In the majority of FCPA enforcement cases in India, companies paid bribes through third-party sales promoters, agents and distributors. These companies lacked crucial third party controls, such as conducting background checks or monitoring third parties’ activities and expenses leading them to approve fabricated or inflated invoices and falsely record the third-party payments as legitimate costs in their books.
Internal fraud via third parties is also a major concern, with employees using third parties to circumvent the company’s controls and leech money from the business.
Aside from legal liability, failing to conduct compliance risk due diligence puts companies at risk of buying bribe-tainted contracts and licenses which are crucial to business continuity. The impact is often immediately felt when the cessation of improper interactions with officials post-closing adversely affects the value of the deal and future structure of the business – a consequence that takes on extra weight in the Covid-19 era where supply chains are already under stress.
1 Conduct pre-acquisition due diligence appropriately tailored to the target’s risk profile.
Many companies conduct “desktop” due diligence or use questionnaires – but this is inadequate. It is important to conduct background checks on the sponsors, physically inspect the operations, conduct financial transaction testing and undertake interviews to understand the target’s business model and how it applies policies in practice. With the current travel restrictions, collaborating with trusted local partners is key.
Furthermore, robust due diligence can deter enforcement, even if the company proceeds with the acquisition after discovering misconduct. This is in line with the US Department of Justice’s 2019 guidance that assured acquirers that if they uncover misconduct and then voluntarily disclose and remediate, the regulator might refrain from enforcement.
2 Incorporate specific representations, indemnities and warranties in transactional documents.
General protection clauses in the sale and purchase agreement may not cover existing risks due to limited scope, time and financial caps. For more effective protection, these clauses must target the specific risks identified during due diligence.
3 Immediately upon closing, remediate risks identified during diligence and implement a robust compliance program which is effective but not an undue burden on the business.

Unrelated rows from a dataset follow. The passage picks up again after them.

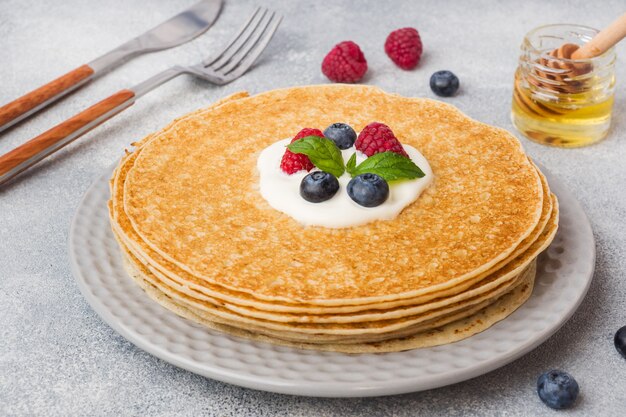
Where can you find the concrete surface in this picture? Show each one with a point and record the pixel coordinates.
(58, 358)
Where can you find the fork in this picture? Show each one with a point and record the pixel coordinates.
(231, 63)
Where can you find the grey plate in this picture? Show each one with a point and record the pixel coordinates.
(563, 277)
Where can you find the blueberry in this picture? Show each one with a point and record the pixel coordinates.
(318, 186)
(557, 389)
(342, 134)
(444, 83)
(620, 341)
(368, 190)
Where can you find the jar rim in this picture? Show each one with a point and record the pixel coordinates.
(608, 53)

The sooner companies take steps to remediate, the lower their risk of accepting liability for the target’s violations. Companies can use diligence findings to diagnose high-risk areas for focused attention and redundant or ineffective initiatives to eliminate. An effective integration timeline includes taking over financial and operational control, conducting training in local language, rolling out localised policies, obtaining key executives’ commitment in writing, conducting forensic financial transactions testing and implementing monitoring, auditing and response mechanisms.
The cost-benefit of investing in the management and mitigation of transactional compliance risks in India cannot be understated. At an immediate level it will preserve the value of the asset by deterring future misconduct and reducing legal liability. More importantly, it will instil a positive and ethical culture in the business, build stakeholder trust, win customer and employee loyalty, and ultimately lead to significantly higher returns.